月ノ夜
第1章 夕暮れ時 転入生
月が出てきた。その周りにはまだ沢山の雲があるのに、月がある所だけぽっかりと穴が空いていて、その光が地上に降り注いで来ている。
もう、飲み物なんかどうでも良い。月が出てきたという事は、猟奇事件の次の被害者が私になってしまう可能性も出てきたという事だ。
私は慌てて踵を返した。……けど、佐崎の事が気になって、数歩進んだ所で立ち止まって……自販機の方を振り返った。
佐崎は、まだそこに居た。
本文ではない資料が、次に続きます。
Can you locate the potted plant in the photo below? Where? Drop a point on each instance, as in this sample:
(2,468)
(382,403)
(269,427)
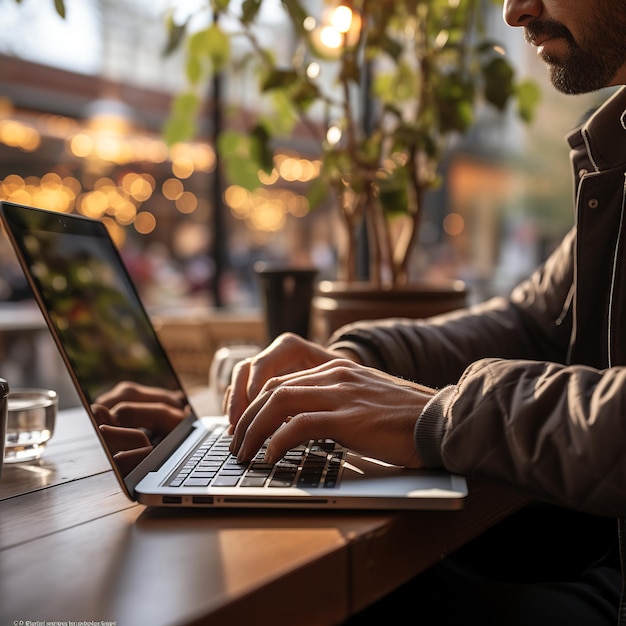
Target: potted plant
(381,87)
月が出てきてしまった事に、気づいていないんだろうか?
教えた方が良いだろうか、でもどうせすぐに気づくだろうし……と、私が逡巡していると、風に流されて佐崎の声が聞こえてきた。
見てみると、どうやら誰かと話しているようだ。でも私の居る位置からじゃ、佐崎の身体が邪魔でその誰かが見えない。
何にせよ、一人じゃなくなったのならまず安全だろう。だって被害者は皆、一人の所を襲われたらしいから。
となると、今一番危ないのは私だ。佐崎はあの誰かと一緒に帰るだろうから、安全。そう思い、私はもう一度踵を返した。
……その瞬間、風に流されて聞こえてきていた佐崎の声が、ピタリと止まった。
風向きが変わったか、帰ったかのどちらかだろうと思い、私は別に気にする事は無く、そのまま家まで走って帰った。
部屋に戻ると、やっぱり猫は私のベッドですやすや寝ていて、これじゃ寝れないなと思いながら、私は何の気なしにカーテンを少し開け、そこから外を見た。
さっき、風に流された雲から顔を出した時はいつもと同じだった月の色は、血のように紅く染まっていた。